I get an ERROR related with nn.init.xavier_uniform_(module_with_layers.bias):

ValueError: Fan in and fan out can not be computed for tensor with fewer than 2 dimensions.

Is the mistake related with the definition of the output?
Thanks a lot

soulitzer · October 20, 2023, 5:53pm

I am not quite sure if a nn.ModuleDict is the best option for this case.

That is correct, you probably just want to store the initialization if you prefer directly as an attribute on the module.

I get an ERROR related with nn.init.xavier_uniform_(module_with_layers.bias)

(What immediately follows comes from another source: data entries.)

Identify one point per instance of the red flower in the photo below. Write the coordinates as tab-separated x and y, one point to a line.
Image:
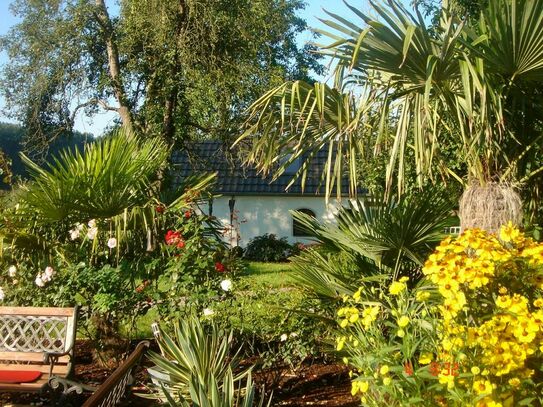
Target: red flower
173	237
142	286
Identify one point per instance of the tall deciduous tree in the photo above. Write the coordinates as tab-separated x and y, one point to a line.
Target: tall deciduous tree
176	68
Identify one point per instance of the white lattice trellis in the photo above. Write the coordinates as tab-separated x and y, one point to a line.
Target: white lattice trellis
27	333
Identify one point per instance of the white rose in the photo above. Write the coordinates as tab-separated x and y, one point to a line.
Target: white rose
49	271
226	285
92	232
112	243
39	282
74	234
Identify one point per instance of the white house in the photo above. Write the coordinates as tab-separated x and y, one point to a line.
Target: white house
249	205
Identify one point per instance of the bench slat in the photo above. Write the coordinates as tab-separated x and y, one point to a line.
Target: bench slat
38	311
59	370
29	357
25	387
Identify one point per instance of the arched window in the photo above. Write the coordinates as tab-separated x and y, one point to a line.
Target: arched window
297	228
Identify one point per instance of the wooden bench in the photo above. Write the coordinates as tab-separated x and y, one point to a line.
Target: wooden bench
112	391
37	339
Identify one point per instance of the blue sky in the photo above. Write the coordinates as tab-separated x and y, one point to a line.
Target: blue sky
313	10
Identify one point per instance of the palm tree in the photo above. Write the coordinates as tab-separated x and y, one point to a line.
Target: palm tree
405	88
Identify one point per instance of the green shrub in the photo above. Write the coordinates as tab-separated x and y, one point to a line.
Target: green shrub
269	248
196	368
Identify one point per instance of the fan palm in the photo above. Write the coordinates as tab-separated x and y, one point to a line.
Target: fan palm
195	368
372	240
400	86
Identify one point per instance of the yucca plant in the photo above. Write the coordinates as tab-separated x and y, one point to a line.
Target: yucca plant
195	368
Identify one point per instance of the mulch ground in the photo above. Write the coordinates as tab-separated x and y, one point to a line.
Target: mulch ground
315	383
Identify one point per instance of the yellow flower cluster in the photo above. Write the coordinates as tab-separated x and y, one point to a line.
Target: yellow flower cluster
352	315
490	307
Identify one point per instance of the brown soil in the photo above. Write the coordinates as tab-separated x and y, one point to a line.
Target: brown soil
315	383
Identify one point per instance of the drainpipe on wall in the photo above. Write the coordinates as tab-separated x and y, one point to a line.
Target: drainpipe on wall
231	205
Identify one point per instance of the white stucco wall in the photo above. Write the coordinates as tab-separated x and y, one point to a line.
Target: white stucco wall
257	215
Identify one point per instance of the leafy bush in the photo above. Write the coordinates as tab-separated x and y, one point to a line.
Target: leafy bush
269	248
196	367
275	323
468	334
198	272
87	230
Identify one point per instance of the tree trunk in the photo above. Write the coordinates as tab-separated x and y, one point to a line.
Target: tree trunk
489	206
170	104
114	66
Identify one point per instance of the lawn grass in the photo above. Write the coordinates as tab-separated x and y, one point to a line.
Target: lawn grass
256	277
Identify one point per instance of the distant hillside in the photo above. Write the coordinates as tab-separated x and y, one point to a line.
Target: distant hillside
10	143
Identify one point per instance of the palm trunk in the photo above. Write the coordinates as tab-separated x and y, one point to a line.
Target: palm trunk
489	206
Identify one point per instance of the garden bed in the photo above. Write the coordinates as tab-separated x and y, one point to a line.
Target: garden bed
315	383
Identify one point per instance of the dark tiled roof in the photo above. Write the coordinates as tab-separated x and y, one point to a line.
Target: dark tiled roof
233	178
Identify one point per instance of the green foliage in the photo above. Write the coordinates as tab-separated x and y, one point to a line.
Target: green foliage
12	142
111	176
385	335
85	231
269	248
196	367
198	262
188	75
372	237
413	92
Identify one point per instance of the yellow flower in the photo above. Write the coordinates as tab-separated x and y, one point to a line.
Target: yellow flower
359	386
422	296
482	387
515	382
403	321
425	358
396	287
509	232
447	379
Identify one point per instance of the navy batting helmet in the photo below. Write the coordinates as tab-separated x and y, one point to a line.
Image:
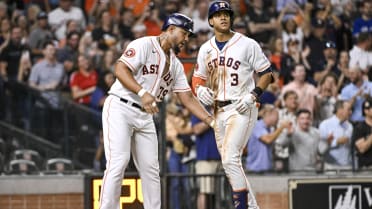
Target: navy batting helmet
217	6
179	20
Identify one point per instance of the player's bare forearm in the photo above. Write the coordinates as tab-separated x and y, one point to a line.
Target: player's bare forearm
195	107
125	76
265	80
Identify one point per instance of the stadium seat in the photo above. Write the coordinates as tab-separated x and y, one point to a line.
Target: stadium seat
22	166
59	165
27	154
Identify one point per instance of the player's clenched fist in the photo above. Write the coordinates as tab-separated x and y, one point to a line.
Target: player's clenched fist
245	103
205	95
149	103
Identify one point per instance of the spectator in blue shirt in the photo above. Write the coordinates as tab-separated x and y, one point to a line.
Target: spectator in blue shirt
337	132
260	157
364	23
355	92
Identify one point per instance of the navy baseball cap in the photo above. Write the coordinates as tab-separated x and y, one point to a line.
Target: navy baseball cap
42	15
318	23
330	44
367	104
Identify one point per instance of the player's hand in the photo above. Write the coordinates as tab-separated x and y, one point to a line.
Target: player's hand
149	103
245	103
205	95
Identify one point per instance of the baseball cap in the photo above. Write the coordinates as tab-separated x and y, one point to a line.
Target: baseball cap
239	24
329	44
42	15
367	104
318	23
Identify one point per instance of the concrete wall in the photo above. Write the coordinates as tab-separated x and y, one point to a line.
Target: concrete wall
67	192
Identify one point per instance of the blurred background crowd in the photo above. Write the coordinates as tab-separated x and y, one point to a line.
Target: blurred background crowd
57	59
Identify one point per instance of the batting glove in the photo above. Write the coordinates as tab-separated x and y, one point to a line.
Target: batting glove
205	95
245	103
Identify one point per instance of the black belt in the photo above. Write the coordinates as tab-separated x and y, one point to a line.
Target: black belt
223	103
131	103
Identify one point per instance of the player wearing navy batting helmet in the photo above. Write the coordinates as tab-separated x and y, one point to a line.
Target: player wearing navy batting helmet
224	78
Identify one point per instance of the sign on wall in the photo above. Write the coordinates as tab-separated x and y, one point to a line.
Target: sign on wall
330	193
131	192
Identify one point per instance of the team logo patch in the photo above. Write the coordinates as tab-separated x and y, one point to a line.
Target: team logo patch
130	52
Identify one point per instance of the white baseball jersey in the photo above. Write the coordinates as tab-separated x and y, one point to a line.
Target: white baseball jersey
235	63
147	60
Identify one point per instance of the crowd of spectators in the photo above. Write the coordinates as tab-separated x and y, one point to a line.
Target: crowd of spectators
321	51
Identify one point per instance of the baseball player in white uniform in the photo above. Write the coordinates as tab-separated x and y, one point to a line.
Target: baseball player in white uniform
146	72
224	77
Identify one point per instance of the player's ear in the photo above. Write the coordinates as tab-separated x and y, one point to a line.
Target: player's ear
210	20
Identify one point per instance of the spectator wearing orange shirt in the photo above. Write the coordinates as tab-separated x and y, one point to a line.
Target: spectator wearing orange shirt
83	82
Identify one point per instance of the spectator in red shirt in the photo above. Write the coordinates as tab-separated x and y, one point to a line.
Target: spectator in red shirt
83	82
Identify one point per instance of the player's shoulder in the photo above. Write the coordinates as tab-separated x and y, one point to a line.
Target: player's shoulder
144	40
245	38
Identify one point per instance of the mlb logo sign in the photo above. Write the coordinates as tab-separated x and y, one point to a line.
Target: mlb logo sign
345	197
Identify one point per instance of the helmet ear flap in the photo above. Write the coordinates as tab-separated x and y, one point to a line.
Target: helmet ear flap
179	20
217	6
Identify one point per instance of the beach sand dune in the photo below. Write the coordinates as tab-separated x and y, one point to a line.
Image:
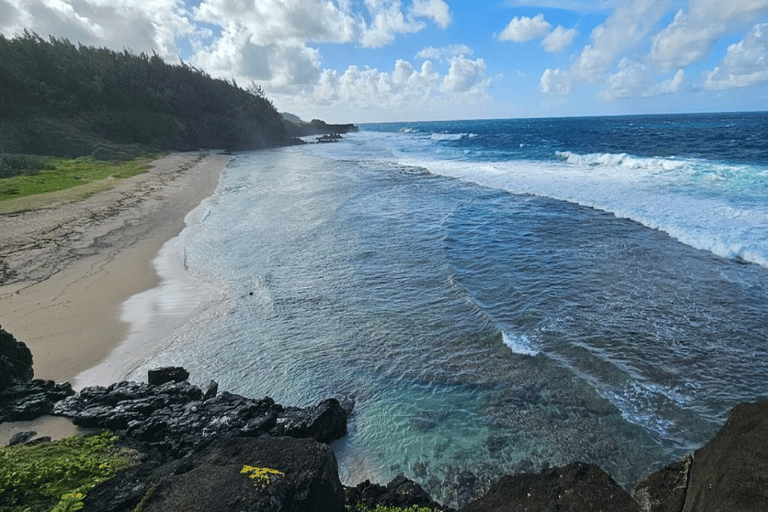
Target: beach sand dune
66	270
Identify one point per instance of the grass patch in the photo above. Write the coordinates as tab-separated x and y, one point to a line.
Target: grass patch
381	508
57	475
63	174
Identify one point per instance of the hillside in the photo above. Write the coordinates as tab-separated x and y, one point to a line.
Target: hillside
66	100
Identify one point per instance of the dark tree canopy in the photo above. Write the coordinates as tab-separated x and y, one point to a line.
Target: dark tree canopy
58	98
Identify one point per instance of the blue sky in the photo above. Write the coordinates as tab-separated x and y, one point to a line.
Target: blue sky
404	60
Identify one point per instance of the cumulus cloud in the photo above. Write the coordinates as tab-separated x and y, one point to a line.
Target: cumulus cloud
691	35
405	87
554	81
634	79
745	63
523	29
559	39
625	29
442	54
129	24
436	10
465	75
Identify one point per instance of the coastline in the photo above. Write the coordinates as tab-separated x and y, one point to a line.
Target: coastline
77	264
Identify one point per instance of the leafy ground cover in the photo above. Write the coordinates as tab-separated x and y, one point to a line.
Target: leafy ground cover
56	476
42	177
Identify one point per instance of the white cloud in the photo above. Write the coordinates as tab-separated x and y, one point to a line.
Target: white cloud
270	21
559	39
745	63
436	10
625	83
634	79
554	81
130	24
441	54
670	86
465	75
404	88
523	29
692	35
624	30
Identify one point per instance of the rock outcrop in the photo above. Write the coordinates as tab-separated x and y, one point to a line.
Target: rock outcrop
664	491
400	492
15	361
212	480
178	418
21	397
577	487
731	471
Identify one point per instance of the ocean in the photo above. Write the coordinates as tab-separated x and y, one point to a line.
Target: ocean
497	296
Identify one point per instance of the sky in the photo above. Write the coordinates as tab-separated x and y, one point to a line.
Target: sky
409	60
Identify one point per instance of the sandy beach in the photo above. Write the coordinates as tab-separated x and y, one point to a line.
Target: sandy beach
66	270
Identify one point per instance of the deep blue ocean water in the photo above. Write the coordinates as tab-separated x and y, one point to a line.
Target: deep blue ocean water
497	296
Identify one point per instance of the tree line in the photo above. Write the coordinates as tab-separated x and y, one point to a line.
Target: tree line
59	98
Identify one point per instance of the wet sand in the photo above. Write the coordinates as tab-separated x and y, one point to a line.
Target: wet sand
66	270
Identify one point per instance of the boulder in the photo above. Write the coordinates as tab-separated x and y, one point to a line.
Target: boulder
213	480
21	437
177	419
29	399
400	492
664	491
15	361
731	471
577	487
325	422
160	376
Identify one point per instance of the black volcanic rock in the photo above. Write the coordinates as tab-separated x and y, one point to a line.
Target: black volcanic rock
21	397
401	492
731	471
15	361
175	418
578	487
664	491
212	480
160	376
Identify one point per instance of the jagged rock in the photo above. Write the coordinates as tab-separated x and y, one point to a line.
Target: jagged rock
15	361
578	487
400	492
38	440
664	491
325	422
30	399
21	437
211	480
466	483
731	471
211	390
160	376
176	419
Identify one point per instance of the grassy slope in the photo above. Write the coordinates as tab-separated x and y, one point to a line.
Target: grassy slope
37	478
72	180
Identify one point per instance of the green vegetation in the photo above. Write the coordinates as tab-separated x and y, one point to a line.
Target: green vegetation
381	508
57	475
60	99
45	175
262	476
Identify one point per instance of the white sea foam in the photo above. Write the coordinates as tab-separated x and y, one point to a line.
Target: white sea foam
519	344
674	196
451	136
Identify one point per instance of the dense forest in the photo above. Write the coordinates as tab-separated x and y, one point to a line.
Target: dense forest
60	99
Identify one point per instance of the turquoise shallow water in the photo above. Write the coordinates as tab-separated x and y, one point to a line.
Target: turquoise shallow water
487	310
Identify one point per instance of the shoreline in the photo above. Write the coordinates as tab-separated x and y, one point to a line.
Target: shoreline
77	264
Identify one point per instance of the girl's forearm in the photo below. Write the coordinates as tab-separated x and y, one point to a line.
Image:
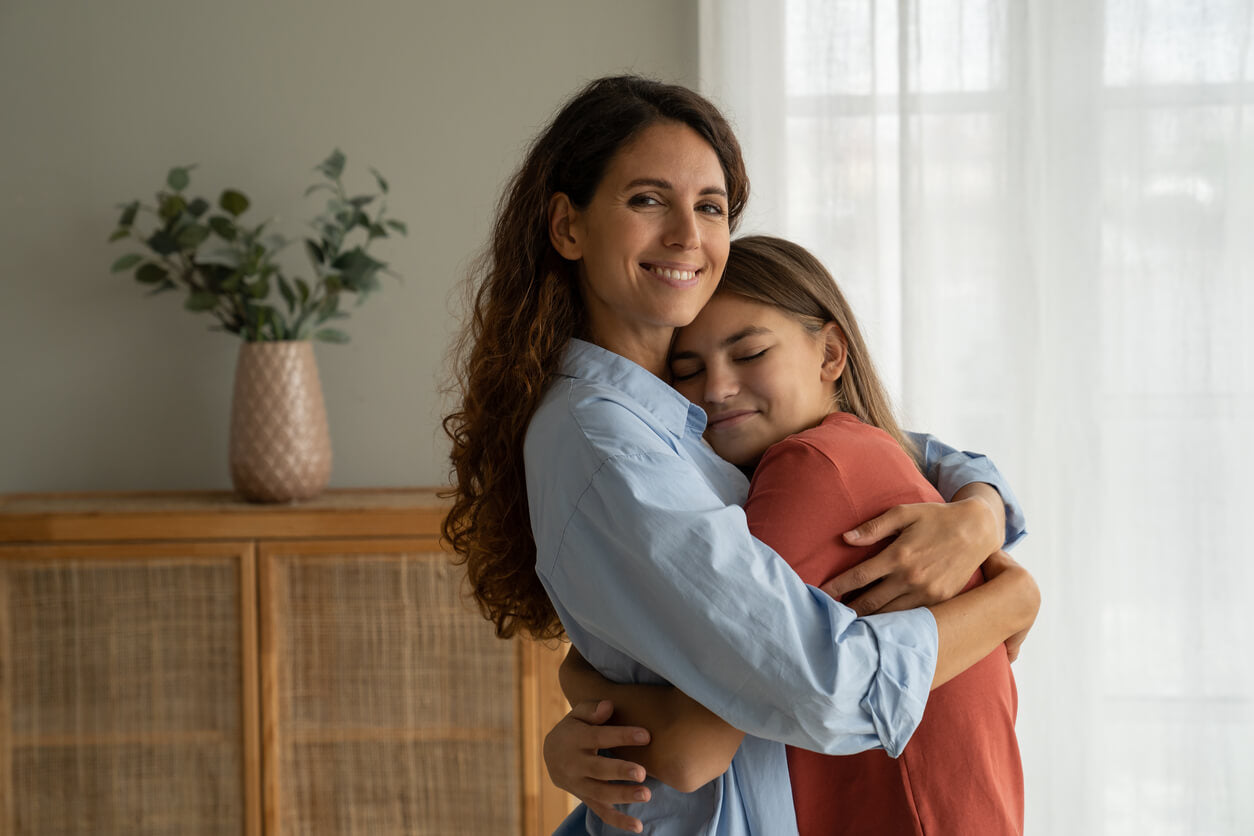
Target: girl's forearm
973	624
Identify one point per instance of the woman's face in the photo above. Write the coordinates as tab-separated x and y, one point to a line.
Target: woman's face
758	372
652	242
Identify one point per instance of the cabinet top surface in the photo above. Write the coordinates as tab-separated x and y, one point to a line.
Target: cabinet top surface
395	512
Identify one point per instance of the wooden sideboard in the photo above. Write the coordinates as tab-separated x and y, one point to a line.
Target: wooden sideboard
187	663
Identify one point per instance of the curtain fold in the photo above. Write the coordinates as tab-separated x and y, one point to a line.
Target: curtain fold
1043	216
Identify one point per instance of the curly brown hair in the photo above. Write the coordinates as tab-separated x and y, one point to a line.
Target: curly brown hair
524	308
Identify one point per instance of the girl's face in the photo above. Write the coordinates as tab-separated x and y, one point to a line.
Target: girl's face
758	372
652	241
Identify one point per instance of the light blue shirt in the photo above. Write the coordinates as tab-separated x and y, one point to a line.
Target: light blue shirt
645	552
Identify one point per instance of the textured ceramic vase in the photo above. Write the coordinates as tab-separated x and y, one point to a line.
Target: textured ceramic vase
280	443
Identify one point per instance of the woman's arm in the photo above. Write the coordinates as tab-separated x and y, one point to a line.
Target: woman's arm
690	745
938	545
976	622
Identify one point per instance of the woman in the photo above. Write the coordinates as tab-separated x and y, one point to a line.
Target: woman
612	522
778	362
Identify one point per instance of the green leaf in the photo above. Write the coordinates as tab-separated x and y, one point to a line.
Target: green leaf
233	202
314	251
128	213
379	178
162	243
201	301
222	226
152	273
332	166
260	288
331	335
172	206
126	262
289	295
192	236
221	257
356	267
177	178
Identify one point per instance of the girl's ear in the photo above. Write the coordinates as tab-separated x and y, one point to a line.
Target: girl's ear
835	352
564	228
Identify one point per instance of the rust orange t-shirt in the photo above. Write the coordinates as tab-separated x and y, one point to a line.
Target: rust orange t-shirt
961	772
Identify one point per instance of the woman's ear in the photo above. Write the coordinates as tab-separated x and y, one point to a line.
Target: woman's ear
835	352
564	231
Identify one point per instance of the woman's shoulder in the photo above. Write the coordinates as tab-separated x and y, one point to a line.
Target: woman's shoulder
593	417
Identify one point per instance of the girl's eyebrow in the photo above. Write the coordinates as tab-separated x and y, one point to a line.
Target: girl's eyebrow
751	331
666	184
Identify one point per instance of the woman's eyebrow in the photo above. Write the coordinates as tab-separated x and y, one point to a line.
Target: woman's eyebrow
666	184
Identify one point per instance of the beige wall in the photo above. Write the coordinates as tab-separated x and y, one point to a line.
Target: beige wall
104	389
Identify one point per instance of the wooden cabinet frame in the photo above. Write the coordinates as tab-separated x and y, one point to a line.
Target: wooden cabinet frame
152	527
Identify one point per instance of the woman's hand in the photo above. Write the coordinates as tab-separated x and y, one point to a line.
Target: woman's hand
571	753
938	547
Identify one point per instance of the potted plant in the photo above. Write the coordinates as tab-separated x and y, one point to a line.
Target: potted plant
280	444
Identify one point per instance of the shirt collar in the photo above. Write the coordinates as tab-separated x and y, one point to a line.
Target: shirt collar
590	361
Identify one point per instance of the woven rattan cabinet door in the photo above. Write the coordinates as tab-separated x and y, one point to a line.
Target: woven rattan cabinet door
127	689
389	706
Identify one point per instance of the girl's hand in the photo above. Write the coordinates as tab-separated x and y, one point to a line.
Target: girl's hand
937	550
996	564
573	763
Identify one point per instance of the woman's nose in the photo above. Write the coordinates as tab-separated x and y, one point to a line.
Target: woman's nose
682	231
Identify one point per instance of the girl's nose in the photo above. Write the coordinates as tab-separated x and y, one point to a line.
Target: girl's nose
721	384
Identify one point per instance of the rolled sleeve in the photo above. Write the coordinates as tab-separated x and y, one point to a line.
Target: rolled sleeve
680	585
951	470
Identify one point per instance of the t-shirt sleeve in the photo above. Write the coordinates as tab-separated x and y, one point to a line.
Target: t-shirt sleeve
799	505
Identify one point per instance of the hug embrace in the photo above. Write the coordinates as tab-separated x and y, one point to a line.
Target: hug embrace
674	450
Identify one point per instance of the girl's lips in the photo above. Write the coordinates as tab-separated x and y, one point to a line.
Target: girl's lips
727	420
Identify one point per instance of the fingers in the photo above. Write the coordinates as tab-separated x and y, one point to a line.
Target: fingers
887	524
864	574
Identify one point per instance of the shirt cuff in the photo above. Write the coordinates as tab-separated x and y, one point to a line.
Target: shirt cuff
899	689
959	469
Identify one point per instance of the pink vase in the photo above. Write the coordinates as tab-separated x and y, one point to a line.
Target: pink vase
280	441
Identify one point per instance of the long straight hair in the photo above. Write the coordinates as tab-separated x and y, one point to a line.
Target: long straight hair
786	276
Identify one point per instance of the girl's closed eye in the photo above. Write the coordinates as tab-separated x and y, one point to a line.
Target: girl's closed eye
751	357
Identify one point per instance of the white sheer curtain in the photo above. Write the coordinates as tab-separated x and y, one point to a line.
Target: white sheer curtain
1043	212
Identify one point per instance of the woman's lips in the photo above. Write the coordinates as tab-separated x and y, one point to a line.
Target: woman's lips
674	275
727	420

xavier_uniform_ only works with 2D tensors, so for bias you would need to initialize it another way. One method that is commonly done is to initialize it with zeros_.

luiscssz · October 22, 2023, 10:27am

How can I store diferent type of initializations (Xavier_normal, Xavier_uniform_, Kaiming,) as attribute on the module and call it? Could you please add a code snippet?

Is there no possibility to use a typical initialization, Xavier_normal, Xavier_uniform_, Kaiming,… for the biases 1D?. I have read that sometimes the initialization with zeros is not the best option, because the model could bring you to the canonical solution, 0, as you starts from 0. Which another alternatives are available?

What is your opinion about the place of the initialization, see 2nd question above?

Thanks a lot

soulitzer · October 22, 2023, 3:12pm

You can treat your module like any other Python subclass and store the callable as an attribute, e.g. do something like

class FCN(nn.Module):
    def __init__(self, initialization: Callable):
          self.initialization = initialization
    def do_init(self):
          for module_with_layers in self.modules():
            if isinstance(module_with_layers, nn.Linear):
                self.initialization(module_with_layers.weight)

FCN(initialization=functools.partial(nn.init.xavier_uniform_, gain=nn.init.calculate_gain(...)))

I have read that sometimes the initialization with zeros is not the best option, because the model could bring you to the canonical solution, 0, as you starts from 0.

You shouldn’t be stuck at the canonical solution zero unless you also initialize weights to zero.